Are Monoclonal Antibodies Only Used for Covid?

Lab technicians looking at blood samples
Photo by National Cancer Institute on Unsplash

No. Other monoclonal antibodies work as immunotherapies (treatment that helps the immune system fight cancer), as they allow your body’s immune system to react better, which then allows your body to more effectively find and attack tumor cells.    Show Source Texts

Some monoclonal antibodies are attached to a chemotherapy drug to give treatment directly to cancer cells, avoiding healthy cells. Once attached, antibodies may cause other parts of the body’s immune system to destroy cells that harbor an antigen (molecules that induce an immune response)

Once attached, antibodies draw in immune cells to destroy the tumor cells. The antibody latches onto a particular molecule on the surface of a problem cell.   

Are Monoclonal Antibodies Connected to Other Drugs When Infused into a Patient?

As previously mentioned, they are made in a lab to combat a specific infection. They can be injected naturally, called Naked mAbs which means that they are not attached to other drugs such as Brentuximab, which is a chemotherapy drug used to fight cancer cells.
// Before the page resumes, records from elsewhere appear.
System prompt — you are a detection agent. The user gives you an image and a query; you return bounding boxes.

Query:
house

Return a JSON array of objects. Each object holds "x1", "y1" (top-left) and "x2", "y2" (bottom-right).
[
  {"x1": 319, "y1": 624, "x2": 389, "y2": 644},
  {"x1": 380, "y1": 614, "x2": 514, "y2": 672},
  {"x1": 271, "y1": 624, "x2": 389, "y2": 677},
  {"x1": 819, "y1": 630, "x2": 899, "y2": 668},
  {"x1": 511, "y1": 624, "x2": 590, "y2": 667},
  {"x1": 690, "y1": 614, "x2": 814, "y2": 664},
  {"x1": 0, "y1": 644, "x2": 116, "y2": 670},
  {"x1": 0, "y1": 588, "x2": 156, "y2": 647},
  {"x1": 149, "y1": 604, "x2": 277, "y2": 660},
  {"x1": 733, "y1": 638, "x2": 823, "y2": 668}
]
How monoclonal antibodies can be injected into the body is broken down into essentially three categories:

      • Naked Monoclonal Antibodies: These work as a solo drug without any attachments or connections to other drugs. This treatment category is the most commonly used. 
      • Conjugated Monoclonal Antibodies: An additional drug is added with the mAbs, such as with a chemotherapy treatment or a radioactive compound, both used mostly when fighting cancer. 
      • Bispecific Monoclonal Antibodies: Used to target two different proteins at the same time. 

Side Effects

When the antibodies are injected into the body, usually intravenous, an allergic reaction may occur, but these side effects are not life-threatening. Some of the effects a patient may incur are fever, headache, nausea, low blood pressure, and/or rashes.

Final Thoughts

Lab-designed antibodies are ongoing research, but what has been done so far has proven to be worthwhile and fairly successful. Most promising is that researchers can create the antibodies to target specific pathogens depending upon what disease they are working on, such as Covid or cancer. 

Antibodies may be designed to attach to various molecules in the body, such as turning off an immune response when it is overreacting; this phenomenon, which has also occurred with some Covid-19 patients, is called a cytokine storm, which are proteins that control the growth of immune cells. They help the body’s immune system to do its job properly.